Porém, em caráter de antecipação, a sociedade abdicou de justificativas, requisitos e trâmites judiciais para determinar a condenação do mandatário, atestada por pesquisa do Datafolha, divulgada em 24 de junho de 2017. A sondagem identificou uma trincheira de defensores da renúncia de Temer, formada por 76% dos brasileiros consultados, com 83% enxergando a participação direta do presidente em marchas de corrupção.
O mesmo inquérito mostrou que apenas 7% das pessoas atribuem os conceitos bom e ótimo, referências de aprovação, à sua gestão, contra 14% em julho de 2016, o que representa a menor popularidade de um chefe do País desde setembro de 1989. Naquela época, as tentativas frustradas, capitaneadas por José Sarney, de abrandar o descrédito político e combater a hiperinflação inercial indexada de quase 40% ao mês, renderam-lhe popularidade de 5%.
Na verdade, desde as manifestações acontecidas em junho de 2013, é fácil notar a acentuação da disparidade entre os anseios e interesses da população – demandas por maior transparência decisória e na gestão dos recursos provenientes da arrecadação de impostos, taxas e contribuições – e a postura, normalmente negligente e cínica, das instituições públicas, hospedadas nos poderes constituídos, com raras e louváveis exceções, o que demonstra o apodrecimento das conexões entre representantes e representados.
Não por acaso, 64% das pessoas ouvidas pelo Datafolha reprovam o comportamento generoso da PGR, nos acertos de delação do dirigente do grupo JBS, e 81% advogam a prisão do meliante. Mais que isso, 47% afirmam estar mais envergonhados do que orgulhosos da condição de brasileiros, a maior frequência constatada desde 2000, quando o quesito foi incorporado ao elenco de perguntas das entrevistas.

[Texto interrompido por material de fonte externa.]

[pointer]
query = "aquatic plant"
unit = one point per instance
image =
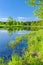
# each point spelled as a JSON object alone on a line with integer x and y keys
{"x": 16, "y": 60}
{"x": 17, "y": 40}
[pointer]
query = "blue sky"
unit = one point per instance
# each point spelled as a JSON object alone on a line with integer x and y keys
{"x": 16, "y": 9}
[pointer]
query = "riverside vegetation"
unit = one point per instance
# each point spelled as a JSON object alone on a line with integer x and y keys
{"x": 32, "y": 55}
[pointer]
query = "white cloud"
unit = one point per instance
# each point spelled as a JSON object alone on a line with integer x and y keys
{"x": 21, "y": 19}
{"x": 3, "y": 19}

Por certo, há chances de Temer resistir e sobreviver à inédita investida do ministério público, particularmente se conseguir preservar o apoio da câmara dos deputados e do senado, dominadas por uma espécie de banda podre, detentora de múltiplos envolvimentos, diretos e indiretos, em eventos de corrupção. A derrubada das incursões de retirada do comandante do poder executivo, ou ao menos O engavetamento ou a morosidade na tramitação dos expedientes de retirada, depende, crucialmente, do controle dos votos da base aliada, indefinida quanto ao quadro sucessório de 2018, e do arrefecimento dos protestos populares.
No entanto, como a capacidade de resistência de um governo (se é que ele existe) destituído de sustentação social é diminuta, pode vir a ocasionar novos danos ao cambaleante sistema econômico – que, por sinal, começava a emitir sinais de incipiente recuperação – e reproduzir situações vividas nos períodos Collor e Dilma, objetos de ações de impedimento legal.
É interessante sublinhar que o espetáculo de imbróglio político, institucional, moral, econômico e social não constitui peça recente. A instabilidade possui raízes nos primórdios dos anos 2000, quando o time comandado por Lula promoveu o aparelhamento partidário do governo federal e adjacências e o aprofundamento da privatização, às avessas, do orçamento da união e do fluxo de caixa das principais companhias estatais.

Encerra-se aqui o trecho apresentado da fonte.